Merge pull request #1454 from Shopify/tdickers/0.44-log-unrecognized-github-org

tdickers · web-flow · commit f7dc37a5309d · 2026-01-30T11:13:47.000-05:00
v0.44.0: log when webhook is received for unknown github organization.
diff --git a/CHANGELOG.md b/CHANGELOG.md
@@ -1,5 +1,8 @@
 # Unreleased
 
+# 0.44.0
+* Return 422 and log when a webhook is from an unknown (unconfigured) GitHub organization.
+
 # 0.43.3
 * (bugfix) Ensure we always call `bundle config set without`, even if the without group is empty
 
diff --git a/Gemfile.lock b/Gemfile.lock
@@ -1,7 +1,7 @@
 PATH
   remote: .
   specs:
-    shipit-engine (0.43.4)
+    shipit-engine (0.44.0)
       active_model_serializers (~> 0.9.3)

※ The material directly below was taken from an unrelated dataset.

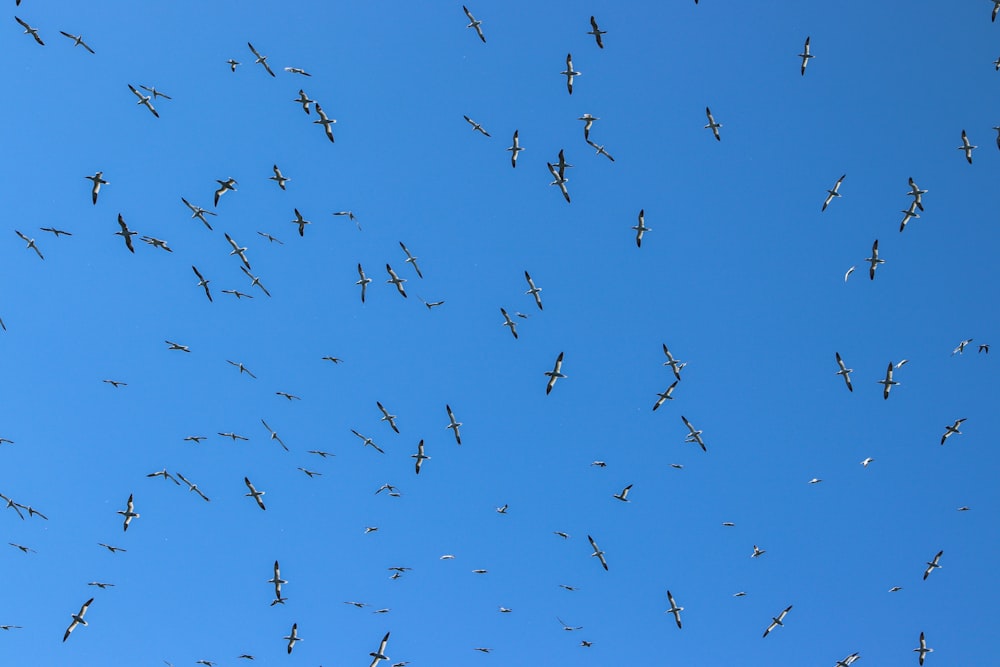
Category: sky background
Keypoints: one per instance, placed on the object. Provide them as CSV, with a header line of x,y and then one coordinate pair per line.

       ansi_stream (~> 0.0.6)
       autoprefixer-rails (~> 6.4.1)
diff --git a/app/controllers/shipit/webhooks_controller.rb b/app/controllers/shipit/webhooks_controller.rb
@@ -36,6 +36,16 @@ def verify_signature
         "signature=#{request.headers['X-Hub-Signature']}",
         "status=#{status}"
       ].join(' '))
+    rescue Shipit::GithubOrganizationUnknown => e
+      head(422)
+      Rails.logger.warn([
+        'WebhookController#verify_signature',
+        'Webhook from unknown organization',
+        "event=#{event}",
+        "repository_owner=#{repository_owner}",
+        "unknown_organization=#{e.message}",
+        "status=#{status}"
+      ].join(' '))
     end
 
     def check_if_ping
diff --git a/lib/shipit/version.rb b/lib/shipit/version.rb
@@ -1,5 +1,5 @@
 # frozen_string_literal: true
 
 module Shipit
-  VERSION = '0.43.4'
+  VERSION = '0.44.0'
 end
diff --git a/test/controllers/webhooks_controller_test.rb b/test/controllers/webhooks_controller_test.rb
@@ -106,6 +106,26 @@ class WebhooksControllerTest < ActionController::TestCase
       assert_response :unprocessable_entity
     end
 
+    test "unknown github organization logs and returns unprocessable entity" do
+      @request.headers['X-Github-Event'] = 'push'
+
+      payload = JSON.parse(payload(:push_master))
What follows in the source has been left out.